Search code examples
javaexcelkotlininputstream

Why my implementation of `InputStream` not working with `StreamingReader` from `com.monitorjbl:xlsx-streamer:2.2.0`


Due to the lack of activity of the library's GitHub site, I decide to drop this question here hoping for any support.

The problem I am working on is to read an Excel file in a streaming fashion. Specially, the Excel file is stored in a SQLite database, as blob, after being split into multiple rows using a certain block size. For example a 3MB file is split into three rows, each contains 1MB of raw data. Rows are property ordered, so if I pipe out the blob column of each row by order to the file system, I can get a copy of the Excel file.
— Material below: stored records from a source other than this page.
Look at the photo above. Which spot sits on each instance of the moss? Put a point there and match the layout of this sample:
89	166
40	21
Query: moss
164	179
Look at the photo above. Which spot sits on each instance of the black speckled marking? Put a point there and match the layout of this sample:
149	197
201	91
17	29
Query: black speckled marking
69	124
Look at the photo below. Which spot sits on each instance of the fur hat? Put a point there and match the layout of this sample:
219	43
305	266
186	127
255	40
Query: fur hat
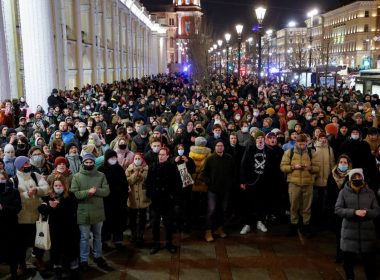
354	171
20	161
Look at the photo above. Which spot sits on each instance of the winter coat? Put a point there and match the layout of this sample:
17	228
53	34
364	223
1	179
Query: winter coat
218	172
29	213
115	204
299	177
64	230
199	155
358	234
324	156
11	203
90	208
137	198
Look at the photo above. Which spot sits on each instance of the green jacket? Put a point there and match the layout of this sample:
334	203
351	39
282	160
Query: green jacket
218	172
90	208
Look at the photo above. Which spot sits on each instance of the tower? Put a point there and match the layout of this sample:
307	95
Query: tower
189	16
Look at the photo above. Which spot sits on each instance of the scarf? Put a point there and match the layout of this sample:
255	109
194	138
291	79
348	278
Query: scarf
339	176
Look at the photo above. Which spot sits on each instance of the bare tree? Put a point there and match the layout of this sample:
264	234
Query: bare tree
198	46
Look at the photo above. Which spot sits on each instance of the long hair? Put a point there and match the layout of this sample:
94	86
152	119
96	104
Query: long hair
63	181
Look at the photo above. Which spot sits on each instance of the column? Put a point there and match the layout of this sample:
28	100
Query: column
38	47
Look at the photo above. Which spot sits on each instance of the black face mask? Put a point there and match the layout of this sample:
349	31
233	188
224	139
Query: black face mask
88	167
27	169
357	182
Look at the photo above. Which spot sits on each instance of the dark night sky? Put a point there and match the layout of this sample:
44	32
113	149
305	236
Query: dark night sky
225	14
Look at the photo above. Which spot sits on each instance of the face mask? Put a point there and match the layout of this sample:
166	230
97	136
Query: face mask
88	167
112	161
58	191
216	135
122	146
27	169
82	130
357	182
342	167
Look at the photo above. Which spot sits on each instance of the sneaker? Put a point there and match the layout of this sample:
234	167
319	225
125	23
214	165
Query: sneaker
208	236
261	226
245	230
171	248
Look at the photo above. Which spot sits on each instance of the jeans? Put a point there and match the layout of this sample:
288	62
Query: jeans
85	230
217	206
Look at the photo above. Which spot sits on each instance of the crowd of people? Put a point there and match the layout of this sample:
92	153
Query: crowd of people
168	149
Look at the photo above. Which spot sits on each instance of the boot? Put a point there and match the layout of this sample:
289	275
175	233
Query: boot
208	236
219	231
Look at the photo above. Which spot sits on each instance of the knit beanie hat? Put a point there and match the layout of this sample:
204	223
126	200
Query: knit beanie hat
259	133
20	161
59	160
88	157
331	129
200	141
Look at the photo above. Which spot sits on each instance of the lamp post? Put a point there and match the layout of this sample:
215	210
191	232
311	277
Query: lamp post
260	14
239	30
227	36
220	43
269	34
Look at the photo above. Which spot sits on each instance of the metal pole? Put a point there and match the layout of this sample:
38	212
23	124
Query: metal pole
239	51
259	66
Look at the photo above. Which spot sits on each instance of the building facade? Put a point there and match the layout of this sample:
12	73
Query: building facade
69	43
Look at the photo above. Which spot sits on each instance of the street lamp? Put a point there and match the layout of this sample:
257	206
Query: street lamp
260	14
269	33
227	36
239	30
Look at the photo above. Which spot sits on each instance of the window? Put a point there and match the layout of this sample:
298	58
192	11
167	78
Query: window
187	26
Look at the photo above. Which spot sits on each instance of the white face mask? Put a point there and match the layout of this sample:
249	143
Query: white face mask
112	161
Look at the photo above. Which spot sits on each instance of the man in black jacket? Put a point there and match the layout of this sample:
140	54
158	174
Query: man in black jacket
163	185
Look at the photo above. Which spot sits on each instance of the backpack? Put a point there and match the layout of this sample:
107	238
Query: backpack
14	180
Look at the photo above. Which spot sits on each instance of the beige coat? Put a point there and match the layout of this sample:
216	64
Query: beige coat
324	156
137	198
299	177
29	213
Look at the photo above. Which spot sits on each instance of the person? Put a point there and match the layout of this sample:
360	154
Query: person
10	206
115	204
60	206
138	202
357	206
335	183
90	187
253	166
162	184
32	186
299	165
218	173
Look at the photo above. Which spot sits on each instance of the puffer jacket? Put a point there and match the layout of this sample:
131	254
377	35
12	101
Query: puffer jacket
324	156
199	155
90	208
29	213
137	198
299	177
358	234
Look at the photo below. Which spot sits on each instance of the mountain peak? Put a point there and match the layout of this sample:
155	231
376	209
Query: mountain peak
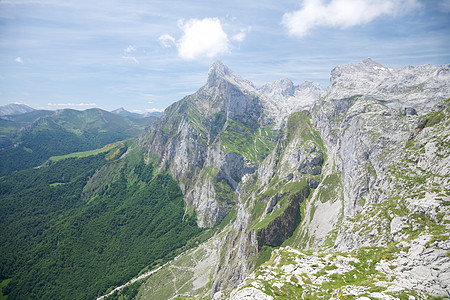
15	109
219	72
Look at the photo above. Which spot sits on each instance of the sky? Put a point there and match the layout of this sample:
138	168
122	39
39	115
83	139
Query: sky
146	55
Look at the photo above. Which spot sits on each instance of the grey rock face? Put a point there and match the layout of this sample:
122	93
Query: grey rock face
374	147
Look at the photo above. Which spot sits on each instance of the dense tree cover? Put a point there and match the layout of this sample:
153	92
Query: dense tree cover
62	133
54	245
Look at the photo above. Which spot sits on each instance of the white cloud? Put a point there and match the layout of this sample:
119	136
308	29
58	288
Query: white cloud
154	109
166	40
342	13
71	104
202	38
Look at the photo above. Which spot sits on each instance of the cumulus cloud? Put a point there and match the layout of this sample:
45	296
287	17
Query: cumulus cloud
201	38
154	109
72	104
342	13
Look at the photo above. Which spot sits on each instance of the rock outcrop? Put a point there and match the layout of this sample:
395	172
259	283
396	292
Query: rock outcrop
373	150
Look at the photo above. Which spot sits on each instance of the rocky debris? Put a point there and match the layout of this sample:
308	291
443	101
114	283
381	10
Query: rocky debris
380	198
278	230
418	273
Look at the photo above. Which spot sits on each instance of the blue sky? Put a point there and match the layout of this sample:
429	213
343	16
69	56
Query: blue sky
145	55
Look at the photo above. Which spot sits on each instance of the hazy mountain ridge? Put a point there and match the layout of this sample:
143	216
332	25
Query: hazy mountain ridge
341	149
322	194
14	109
29	139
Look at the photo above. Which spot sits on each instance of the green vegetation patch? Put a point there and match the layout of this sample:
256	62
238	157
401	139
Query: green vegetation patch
56	245
252	143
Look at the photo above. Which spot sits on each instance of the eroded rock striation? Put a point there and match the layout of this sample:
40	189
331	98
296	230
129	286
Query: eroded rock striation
372	152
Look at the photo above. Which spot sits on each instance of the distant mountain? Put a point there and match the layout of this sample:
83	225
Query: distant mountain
14	109
28	140
125	113
361	168
153	114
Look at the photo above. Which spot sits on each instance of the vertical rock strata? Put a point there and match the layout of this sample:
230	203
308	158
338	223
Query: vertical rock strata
362	168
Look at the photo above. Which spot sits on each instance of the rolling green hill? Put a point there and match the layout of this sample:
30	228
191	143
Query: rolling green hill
29	139
74	228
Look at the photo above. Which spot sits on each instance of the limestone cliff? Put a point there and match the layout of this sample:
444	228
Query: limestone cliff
361	168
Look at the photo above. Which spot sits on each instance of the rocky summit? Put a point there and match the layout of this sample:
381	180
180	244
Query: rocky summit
315	194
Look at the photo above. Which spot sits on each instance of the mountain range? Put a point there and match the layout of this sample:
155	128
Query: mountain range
355	175
298	193
29	137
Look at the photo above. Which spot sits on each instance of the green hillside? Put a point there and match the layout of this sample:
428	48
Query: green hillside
81	225
28	140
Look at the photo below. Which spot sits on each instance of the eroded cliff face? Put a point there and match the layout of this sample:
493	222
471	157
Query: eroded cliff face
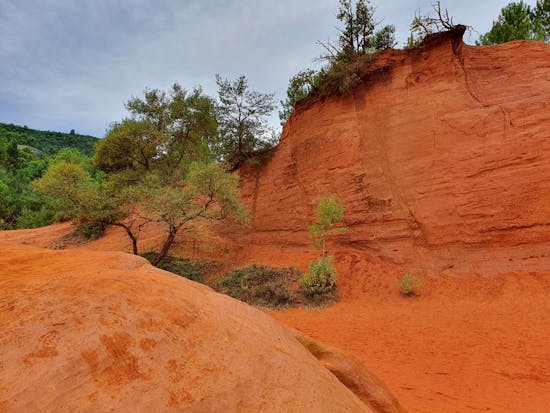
441	157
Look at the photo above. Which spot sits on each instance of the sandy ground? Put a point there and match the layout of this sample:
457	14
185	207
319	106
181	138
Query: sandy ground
468	344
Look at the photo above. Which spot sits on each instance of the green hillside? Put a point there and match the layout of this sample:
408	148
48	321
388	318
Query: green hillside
48	142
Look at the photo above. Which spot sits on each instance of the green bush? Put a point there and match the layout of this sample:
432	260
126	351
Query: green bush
409	285
320	280
91	230
261	285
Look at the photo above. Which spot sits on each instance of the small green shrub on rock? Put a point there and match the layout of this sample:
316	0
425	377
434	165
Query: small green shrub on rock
409	285
320	280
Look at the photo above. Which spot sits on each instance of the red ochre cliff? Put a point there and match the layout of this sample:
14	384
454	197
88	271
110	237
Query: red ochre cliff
441	157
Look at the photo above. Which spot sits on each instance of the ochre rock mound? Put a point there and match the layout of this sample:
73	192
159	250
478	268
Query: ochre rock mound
441	157
96	331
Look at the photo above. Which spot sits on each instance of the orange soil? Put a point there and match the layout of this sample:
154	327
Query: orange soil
467	344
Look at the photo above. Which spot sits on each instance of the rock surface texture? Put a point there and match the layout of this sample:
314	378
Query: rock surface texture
441	157
94	331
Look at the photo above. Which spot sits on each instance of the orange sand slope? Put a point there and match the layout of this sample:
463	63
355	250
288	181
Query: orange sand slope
468	344
97	331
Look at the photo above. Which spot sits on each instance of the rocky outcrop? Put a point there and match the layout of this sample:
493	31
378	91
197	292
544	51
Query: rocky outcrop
441	157
98	331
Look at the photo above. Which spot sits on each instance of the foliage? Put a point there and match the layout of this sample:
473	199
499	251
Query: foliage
164	132
329	214
46	142
242	121
192	270
518	21
79	195
409	285
357	34
20	206
260	285
423	26
320	280
298	88
91	230
209	192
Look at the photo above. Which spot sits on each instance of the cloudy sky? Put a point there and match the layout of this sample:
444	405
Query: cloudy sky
71	64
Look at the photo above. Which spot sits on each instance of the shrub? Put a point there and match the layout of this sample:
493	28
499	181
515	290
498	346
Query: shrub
260	285
91	230
320	280
409	285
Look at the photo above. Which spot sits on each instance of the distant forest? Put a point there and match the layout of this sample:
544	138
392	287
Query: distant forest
49	143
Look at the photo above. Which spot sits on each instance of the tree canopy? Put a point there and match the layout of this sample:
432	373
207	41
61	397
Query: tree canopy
242	121
164	131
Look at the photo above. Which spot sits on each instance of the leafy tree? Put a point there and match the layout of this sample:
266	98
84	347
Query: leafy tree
329	215
242	121
515	22
298	88
357	34
77	196
426	25
208	193
384	38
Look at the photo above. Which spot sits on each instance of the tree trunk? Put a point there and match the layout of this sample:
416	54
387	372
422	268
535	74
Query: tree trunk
130	235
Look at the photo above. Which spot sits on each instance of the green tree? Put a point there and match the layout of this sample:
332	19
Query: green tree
426	25
164	132
209	193
517	21
357	32
242	121
384	38
77	196
298	88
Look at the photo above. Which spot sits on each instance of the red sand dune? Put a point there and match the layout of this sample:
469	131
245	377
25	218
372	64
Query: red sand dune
99	331
442	159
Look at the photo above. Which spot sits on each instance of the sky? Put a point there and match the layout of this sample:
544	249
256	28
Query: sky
72	64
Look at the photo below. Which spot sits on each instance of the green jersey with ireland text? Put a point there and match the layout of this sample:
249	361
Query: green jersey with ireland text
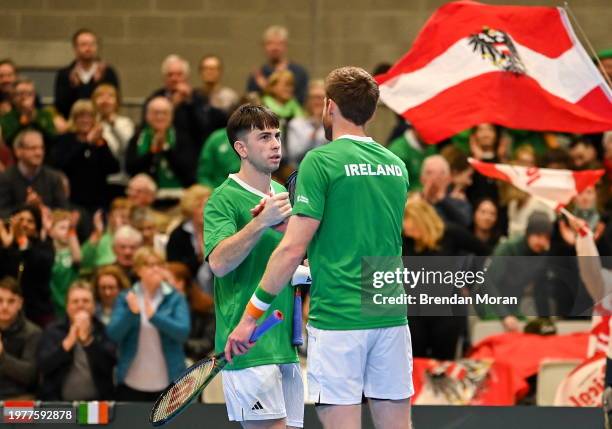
226	213
357	189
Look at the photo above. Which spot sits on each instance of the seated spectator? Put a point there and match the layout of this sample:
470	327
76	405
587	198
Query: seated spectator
79	79
98	249
410	149
27	255
221	97
25	114
201	340
305	133
18	344
30	181
511	276
486	143
150	324
436	180
143	219
193	117
279	96
108	282
161	150
185	244
75	356
85	157
583	154
67	257
485	223
275	40
8	76
117	130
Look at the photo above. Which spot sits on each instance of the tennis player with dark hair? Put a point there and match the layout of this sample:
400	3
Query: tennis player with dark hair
349	204
263	389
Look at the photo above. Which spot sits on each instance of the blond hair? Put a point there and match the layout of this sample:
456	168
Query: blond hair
427	221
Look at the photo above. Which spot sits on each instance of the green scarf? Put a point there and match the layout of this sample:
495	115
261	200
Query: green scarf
165	177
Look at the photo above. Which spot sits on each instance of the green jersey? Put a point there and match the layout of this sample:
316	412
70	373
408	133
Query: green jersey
357	189
226	213
217	160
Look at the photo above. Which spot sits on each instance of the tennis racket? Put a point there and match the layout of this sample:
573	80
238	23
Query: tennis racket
179	394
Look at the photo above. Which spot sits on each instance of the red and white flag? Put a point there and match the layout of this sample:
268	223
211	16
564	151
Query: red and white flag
517	66
553	186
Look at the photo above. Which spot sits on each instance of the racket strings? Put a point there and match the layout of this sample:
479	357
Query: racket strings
183	389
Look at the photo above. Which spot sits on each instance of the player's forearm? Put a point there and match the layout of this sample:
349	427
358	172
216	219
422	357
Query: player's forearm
230	253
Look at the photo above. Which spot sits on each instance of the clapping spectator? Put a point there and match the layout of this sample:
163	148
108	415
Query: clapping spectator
67	256
84	156
193	117
161	150
117	130
79	79
275	40
305	133
28	256
279	96
221	97
75	356
25	114
30	181
185	244
108	282
150	324
18	344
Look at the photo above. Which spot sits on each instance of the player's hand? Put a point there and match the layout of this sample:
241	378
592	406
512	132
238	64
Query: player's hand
276	209
238	342
511	324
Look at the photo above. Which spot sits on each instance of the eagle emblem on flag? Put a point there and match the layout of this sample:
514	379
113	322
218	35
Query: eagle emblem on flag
497	46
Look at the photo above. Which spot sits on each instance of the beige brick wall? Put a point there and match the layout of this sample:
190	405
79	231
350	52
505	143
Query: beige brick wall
138	34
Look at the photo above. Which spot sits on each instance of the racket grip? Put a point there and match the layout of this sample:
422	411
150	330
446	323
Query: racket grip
297	339
274	319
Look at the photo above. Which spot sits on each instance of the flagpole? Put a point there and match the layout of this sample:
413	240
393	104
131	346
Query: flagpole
588	42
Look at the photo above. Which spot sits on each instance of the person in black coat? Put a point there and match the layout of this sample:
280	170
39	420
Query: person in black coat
85	158
161	150
193	114
79	79
75	357
27	256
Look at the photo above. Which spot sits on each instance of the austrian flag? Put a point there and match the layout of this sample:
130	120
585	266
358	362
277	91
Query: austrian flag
556	187
517	66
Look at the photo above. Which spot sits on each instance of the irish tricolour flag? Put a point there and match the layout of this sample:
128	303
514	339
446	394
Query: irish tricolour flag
517	66
95	412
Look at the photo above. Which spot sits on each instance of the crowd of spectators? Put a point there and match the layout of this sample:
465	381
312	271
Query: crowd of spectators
104	290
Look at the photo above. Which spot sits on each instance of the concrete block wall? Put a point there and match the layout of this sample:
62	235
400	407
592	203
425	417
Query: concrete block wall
138	34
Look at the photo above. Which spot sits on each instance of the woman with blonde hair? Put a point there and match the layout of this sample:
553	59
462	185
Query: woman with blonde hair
84	156
280	96
117	130
150	324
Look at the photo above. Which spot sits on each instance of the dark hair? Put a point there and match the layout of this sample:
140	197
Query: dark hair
10	284
34	211
247	118
80	31
207	56
354	91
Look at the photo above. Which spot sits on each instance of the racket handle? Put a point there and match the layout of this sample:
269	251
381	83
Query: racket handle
274	319
297	339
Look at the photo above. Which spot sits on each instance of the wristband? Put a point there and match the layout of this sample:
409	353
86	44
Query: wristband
259	302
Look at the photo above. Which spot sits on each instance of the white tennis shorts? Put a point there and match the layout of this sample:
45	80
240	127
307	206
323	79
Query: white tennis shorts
344	365
266	392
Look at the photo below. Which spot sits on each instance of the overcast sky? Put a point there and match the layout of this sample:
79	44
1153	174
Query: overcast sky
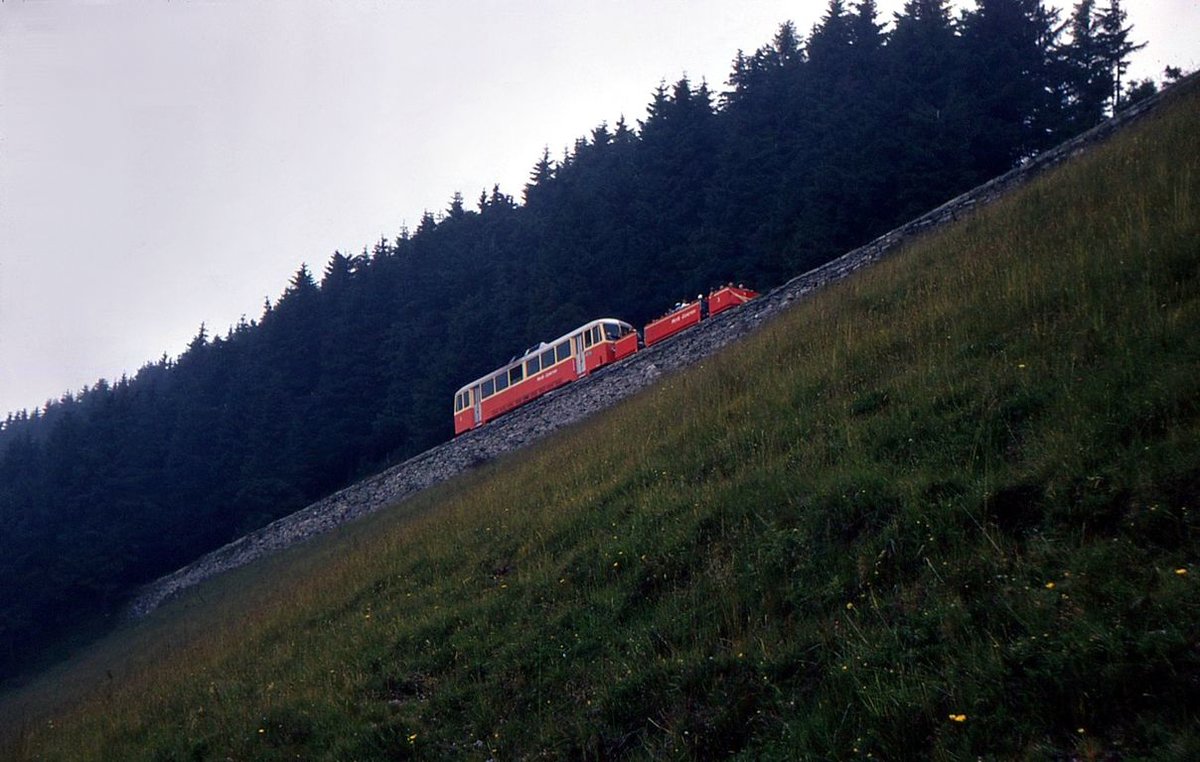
169	163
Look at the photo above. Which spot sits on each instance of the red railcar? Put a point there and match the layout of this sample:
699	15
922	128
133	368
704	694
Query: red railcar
683	316
573	355
726	297
543	369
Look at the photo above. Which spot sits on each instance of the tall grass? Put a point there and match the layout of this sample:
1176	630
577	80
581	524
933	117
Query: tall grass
942	510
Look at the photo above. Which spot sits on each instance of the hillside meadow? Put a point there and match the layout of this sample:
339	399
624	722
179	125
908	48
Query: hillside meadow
945	509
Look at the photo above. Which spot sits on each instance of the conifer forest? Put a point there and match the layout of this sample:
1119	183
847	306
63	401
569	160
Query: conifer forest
819	141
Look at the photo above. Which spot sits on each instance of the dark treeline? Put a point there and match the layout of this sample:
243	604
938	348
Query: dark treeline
816	144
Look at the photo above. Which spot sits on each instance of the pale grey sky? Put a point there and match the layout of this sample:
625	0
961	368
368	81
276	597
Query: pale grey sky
169	163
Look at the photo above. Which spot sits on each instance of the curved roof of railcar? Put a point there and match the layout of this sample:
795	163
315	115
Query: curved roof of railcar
541	348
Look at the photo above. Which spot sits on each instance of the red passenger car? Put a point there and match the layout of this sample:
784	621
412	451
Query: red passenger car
543	369
683	316
726	297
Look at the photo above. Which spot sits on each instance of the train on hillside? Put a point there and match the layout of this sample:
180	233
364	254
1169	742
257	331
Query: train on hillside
576	354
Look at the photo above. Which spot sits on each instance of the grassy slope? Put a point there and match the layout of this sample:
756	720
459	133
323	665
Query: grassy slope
960	484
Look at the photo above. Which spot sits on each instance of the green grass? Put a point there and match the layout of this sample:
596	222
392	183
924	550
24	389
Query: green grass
961	484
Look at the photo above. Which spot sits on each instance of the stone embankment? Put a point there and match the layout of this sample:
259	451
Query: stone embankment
595	393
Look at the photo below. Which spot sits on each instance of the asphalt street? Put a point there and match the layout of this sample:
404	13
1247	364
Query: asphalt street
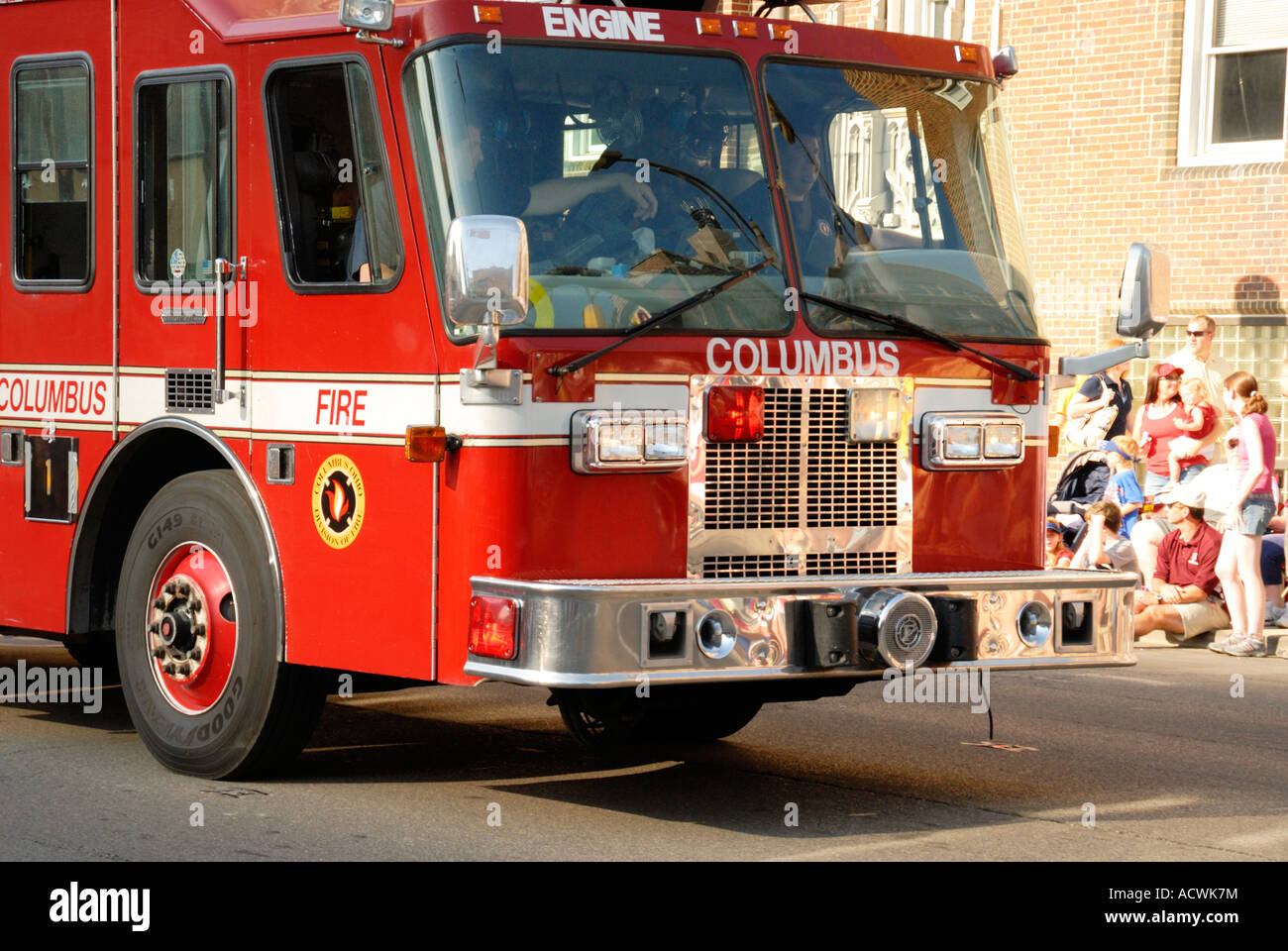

Since StreamingReader works with InputStream, I decide to implement an InputStream on top of those rows in the SQLite database, so that StreamingReader reads data directly from the db.

I first construct a Sequence<Byte> on top of the query result, sequencing the bytes from all the blob columns:

    fun blocksByteSequence(id: String): Sequence<Byte> {
        return sequence {
            val conn = source.connection
            val stmt = conn.createStatement()
            val r = stmt.executeQuery(findFileQuery(id))
            while (r.next()) yieldAll(r.getBytes(raw_data_column).asIterable())
            stmt.close()
            conn.close()
        }
    }

then It is fairly straightforward to turn Sequence<Byte> into InputStream:

class ByteSequenceInputStreamFactory(
    private val seq: Sequence<Byte>,
) {
    fun inputStreamProvider(): InputStream = object : InputStream() {
        private val iter = seq.iterator()
        override fun read(): Int {
            return if (iter.hasNext()) iter.next().toInt() else -1
        }
    }
}

error arises when I am trying to construct a StreamingReader using such InputStream:

val byteSeq = blocksByteSequence(id)
val ins = ByteSequenceInputStreamFactory(byteSeq).inputStreamProvider()
val reader = StreamingReader.builder().open(ins) // error

Error Message:

Could not open the specified zip entry source stream
org.apache.poi.openxml4j.exceptions.InvalidOperationException: Could not open the specified zip entry source stream
    at app//org.apache.poi.openxml4j.opc.ZipPackage.openZipEntrySourceStream(ZipPackage.java:212)
    at app//org.apache.poi.openxml4j.opc.ZipPackage.openZipEntrySourceStream(ZipPackage.java:194)
    ...
Caused by: java.util.zip.ZipException: invalid distances set
    at org.apache.commons.compress.archivers.zip.ZipArchiveInputStream.readFromInflater(ZipArchiveInputStream.java:586)
    at org.apache.commons.compress.archivers.zip.ZipArchiveInputStream.readDeflated(ZipArchiveInputStream.java:551)
   ...
Caused by: java.util.zip.DataFormatException: invalid distances set
    at java.base/java.util.zip.Inflater.inflateBytesBytes(Native Method)
    at java.base/java.util.zip.Inflater.inflate(Inflater.java:378)
   ...

However, if I dump all the bytes from SQLite into a Excel File at some path:

val byteSeq = manager.blocksByteSequence(id)
val out = java.nio.file.Path.of("./private/test.xlsx")
out.outputStream().use { o -> byteSeq.forEach {  o.write(it.toInt()) } }

and use the InputStream produced by that file, the error is gone.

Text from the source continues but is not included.